Since 2011, she has meticulously created a body of work she calls Nothing in Statis, which includes fifteen full-scale human studies and numerous smaller ones made with materials such as casein, graphite, gesso, gouache, ink, micaceous iron oxide, and Prismacolor.
Typically, she draws on collaged maps on Arches paper, using maps of areas that have specific connections to her subjects. After her brother died from the coronavirus, she drew his portrait on a map of El Paso, Texas, putting the neighborhood where they grew up where the heart sits.
The portrait is part of her exhibition Nothing in Stasis, which opened at the Tucson Museum of Art on September 1, 2022 and continues through April 23, 2023. It’s her third show with this title, but Martinez describes each as “a unique variation.”
In Tucson, she’s showing the first two full-scale figures she made: a portrait of her husband and a self-portrait. In addition, there’s a wall of new works on brain anatomy and histology, which were inspired by her father’s experience with Alzheimer’s. Her father died after contracting COVID-19, just three weeks after she lost her brother.
“My drawings are supposed to be narratives,” Martinez explains. “They’re keepers of information.” Martinez finished her father’s portrait in 2015 but went back in after his death to add imagery for the coronavirus. She’s updated the portrait of her mother, as well.
More narratives unfold in Martinez’s blog, where she’s been writing about her inspirations, materials, experiences, and more for over a decade. “My sketching and my writing take place at the same time,” she says.
As we talk, Martinez picks up a small work in progress and places it near the figs, grapes, and fresh lime water she’d set out for our studio visit. It’s a round study of a frog that’s destined for Unintended Consequences, a collaborative exhibition exploring the Sonoran Desert ecosystem scheduled to open on February 17, 2023, at the Center Space gallery inside Scottsdale Center for the Performing Arts.

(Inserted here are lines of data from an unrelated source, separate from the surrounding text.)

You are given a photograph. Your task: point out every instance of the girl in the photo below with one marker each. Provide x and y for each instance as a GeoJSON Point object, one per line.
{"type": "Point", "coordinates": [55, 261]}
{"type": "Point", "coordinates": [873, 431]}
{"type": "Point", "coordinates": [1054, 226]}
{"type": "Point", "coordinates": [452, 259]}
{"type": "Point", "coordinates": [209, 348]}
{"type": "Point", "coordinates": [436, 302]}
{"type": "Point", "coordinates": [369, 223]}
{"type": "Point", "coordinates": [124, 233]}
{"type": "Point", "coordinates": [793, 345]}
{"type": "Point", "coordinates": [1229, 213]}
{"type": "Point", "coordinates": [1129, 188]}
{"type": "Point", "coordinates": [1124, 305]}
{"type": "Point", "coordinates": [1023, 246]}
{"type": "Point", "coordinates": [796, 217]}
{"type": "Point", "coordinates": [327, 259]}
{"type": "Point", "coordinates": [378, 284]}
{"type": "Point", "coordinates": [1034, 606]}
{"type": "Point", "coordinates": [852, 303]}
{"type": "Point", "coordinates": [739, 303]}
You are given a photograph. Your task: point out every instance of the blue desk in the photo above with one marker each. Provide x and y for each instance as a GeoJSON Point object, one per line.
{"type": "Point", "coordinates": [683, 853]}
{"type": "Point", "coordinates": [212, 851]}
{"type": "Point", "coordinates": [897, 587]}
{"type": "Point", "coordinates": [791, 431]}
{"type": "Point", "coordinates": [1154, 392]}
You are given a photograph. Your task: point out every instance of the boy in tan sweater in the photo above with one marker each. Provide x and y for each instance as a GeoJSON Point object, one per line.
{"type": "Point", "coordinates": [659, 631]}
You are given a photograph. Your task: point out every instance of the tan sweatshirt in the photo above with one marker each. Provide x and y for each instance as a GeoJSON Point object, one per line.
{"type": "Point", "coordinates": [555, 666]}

Her drawing of a coyote hangs high on a nearby wall. “Every animal you see here is something that’s actually crossed my path,” she says. In this case, the creature showed up on her front lawn one day.
Moving forward, she’d like to draw a whole series of women from youth through aging. And she wants to be part of conversations happening about abortion, although she’s not sure what form that might take.
“It’s no coincidence that most of my subjects are women,” says Martinez. “I hope women who see my work will relate to it and have a greater sense of the authority they have over their own bodies.”